Two Art Photography Masters

Aleksandr Rodchenko

Russian, 1891–1956

When The Museum of Modern Art’s first director, Alfred H. Barr, Jr., met Aleksandr Rodchenko on his trip to Moscow in 1927—one of the first times an Anglophone art historian had visited the Soviet Union in the years since the Russian Revolution—he wrote, “Rodchenko showed us an appalling variety of things—Suprematist paintings (preceded by the earliest geometrical things I’ve seen, 1915, done with compass)—woodcuts, linoleum cuts, posters, book designs, photographs, kino sets, etc…. He showed much satisfaction at having delivered the death blow to painting.” Rodchenko had declared the death of painting in 1921, with three monochrome paintings—Pure Red Color, Pure Yellow Color, and Pure Blue Color—exhibited in the exhibition 5x5=25 alongside works by fellow Russian artists Varvara Stepanova, Alexandra Exter, Lyubov Popova, and Aleksandr Vesnin. In these works, Rodchenko emphasized the paintings’ material qualities, applying the three primary colors in a way that drew attention to their substance as matter. “I reduced painting to its logical conclusion and exhibited three canvases: red, blue, yellow,” he declared. “I affirmed: it’s all over. Basic colors.

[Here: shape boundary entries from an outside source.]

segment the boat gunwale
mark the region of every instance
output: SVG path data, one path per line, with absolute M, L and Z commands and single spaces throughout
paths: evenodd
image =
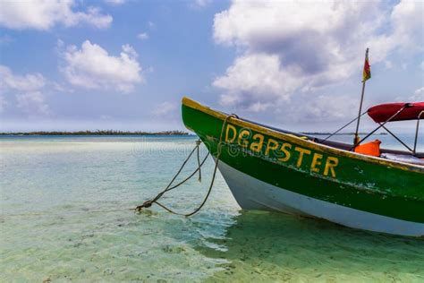
M 224 114 L 223 112 L 220 112 L 220 111 L 214 110 L 210 108 L 209 107 L 201 105 L 200 103 L 195 100 L 192 100 L 187 97 L 182 98 L 182 103 L 183 106 L 206 113 L 209 116 L 212 116 L 223 121 L 225 120 L 225 118 L 229 116 L 229 115 Z M 252 130 L 255 130 L 259 133 L 265 133 L 265 134 L 273 136 L 275 138 L 286 140 L 291 142 L 298 143 L 300 145 L 303 145 L 305 147 L 313 149 L 315 150 L 320 150 L 326 153 L 336 154 L 342 157 L 346 157 L 346 158 L 350 158 L 353 159 L 359 159 L 359 160 L 362 160 L 362 161 L 371 163 L 371 164 L 377 164 L 380 166 L 388 166 L 391 167 L 395 167 L 395 168 L 399 168 L 405 171 L 413 171 L 413 172 L 424 174 L 423 166 L 405 163 L 402 161 L 387 160 L 380 157 L 366 156 L 366 155 L 359 154 L 356 152 L 348 151 L 343 149 L 337 149 L 337 148 L 331 147 L 326 144 L 318 143 L 313 141 L 303 140 L 295 135 L 288 134 L 283 132 L 278 132 L 276 130 L 270 129 L 267 126 L 259 125 L 252 122 L 248 122 L 240 118 L 232 117 L 231 122 L 229 121 L 228 123 L 231 123 L 239 126 L 242 126 L 242 127 L 251 128 Z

Every plane is a plane and there is to be no more representation.”


Fan Ho was born in Shanghai in 1931, and emigrated with his family to Hong Kong in 1949. At the outbreak of war in 1941, Ho's parents were stranded in Macau for several years and Ho was left in the care of a family servant. Ho began photographing at a very young age with a Brownie which his father had left at home, and later with a Rolleiflex twin-lens reflex camera his father gave him at the age of 14. Largely self-taught, his photos display a fascination with urban life, explored alleys, slums, markets and streets. Much of his work consists of candid photographs of the street vendors and children only a few years younger than himself. He developed his images in the family bathtub and soon had built up a significant body of work, chronicling Hong Kong in the 1950s and 1960s as it was becoming a major metropolitan centre. Ho would use the same Rolleiflex K4A throughout his career.

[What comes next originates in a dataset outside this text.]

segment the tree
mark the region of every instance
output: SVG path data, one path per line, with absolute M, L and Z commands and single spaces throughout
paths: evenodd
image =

I've always believed that any work of art should stem from genuine feelings and understandings ... I didn't work with any sense of purpose. As an artist, I was only looking to express myself. I did it to share my feelings with the audience. I need to be touched emotionally to come up with meaningful works. When the work resonates with the audience, it's a satisfaction that money can't buy. My purpose is simple: I try not to waste my audience's time.

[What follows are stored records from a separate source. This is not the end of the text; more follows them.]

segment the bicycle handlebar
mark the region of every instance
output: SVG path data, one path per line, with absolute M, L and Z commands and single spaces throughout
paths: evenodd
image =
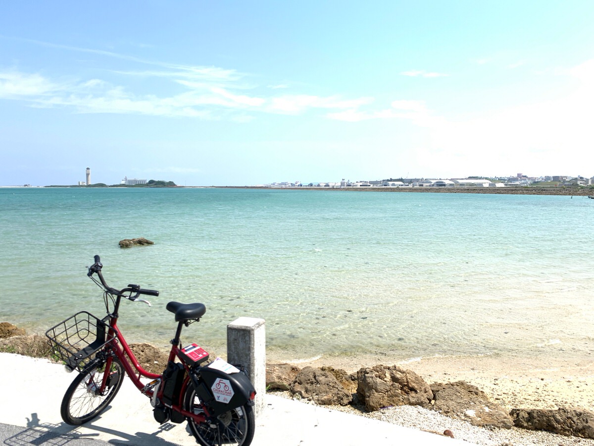
M 94 257 L 95 263 L 89 267 L 89 272 L 87 275 L 91 277 L 93 274 L 97 274 L 97 275 L 99 278 L 99 281 L 101 282 L 101 284 L 103 285 L 105 290 L 109 293 L 110 293 L 117 296 L 121 296 L 123 297 L 127 297 L 130 300 L 137 300 L 137 297 L 138 297 L 139 294 L 146 294 L 147 296 L 159 296 L 159 291 L 156 290 L 145 290 L 144 288 L 140 288 L 138 285 L 131 285 L 129 284 L 127 288 L 125 288 L 121 290 L 116 290 L 115 288 L 112 288 L 109 286 L 106 283 L 105 283 L 105 279 L 103 278 L 103 275 L 101 272 L 101 269 L 103 268 L 103 265 L 101 263 L 101 257 L 98 255 L 95 255 Z M 94 280 L 94 279 L 93 279 Z M 124 293 L 136 293 L 135 296 L 125 296 Z M 140 301 L 146 302 L 148 303 L 148 301 L 146 300 L 142 300 L 141 299 L 138 299 Z M 148 303 L 150 305 L 150 303 Z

 Ho Fan, 2014 interview with Edmund Lee

Upon seeing Ho's work for the first time in 2006, gallery owner Laurence Miller commented that "[they] felt like direct descendants of the Bauhaus, yet they were made in Hong Kong. They were abstract and humanistic at the same time.

Ho was a Fellow of the Photographic Society of America, the Royal Photographic Society and the Royal Society of Arts in England, and an Honorary Member of the Photographic Societies of Singapore, Argentina, Brazil, Germany, France, Italy and Belgium. Ho was named one of the "Top Ten Photographers of the World" by the Photographic Society of America between 1958 and 1965.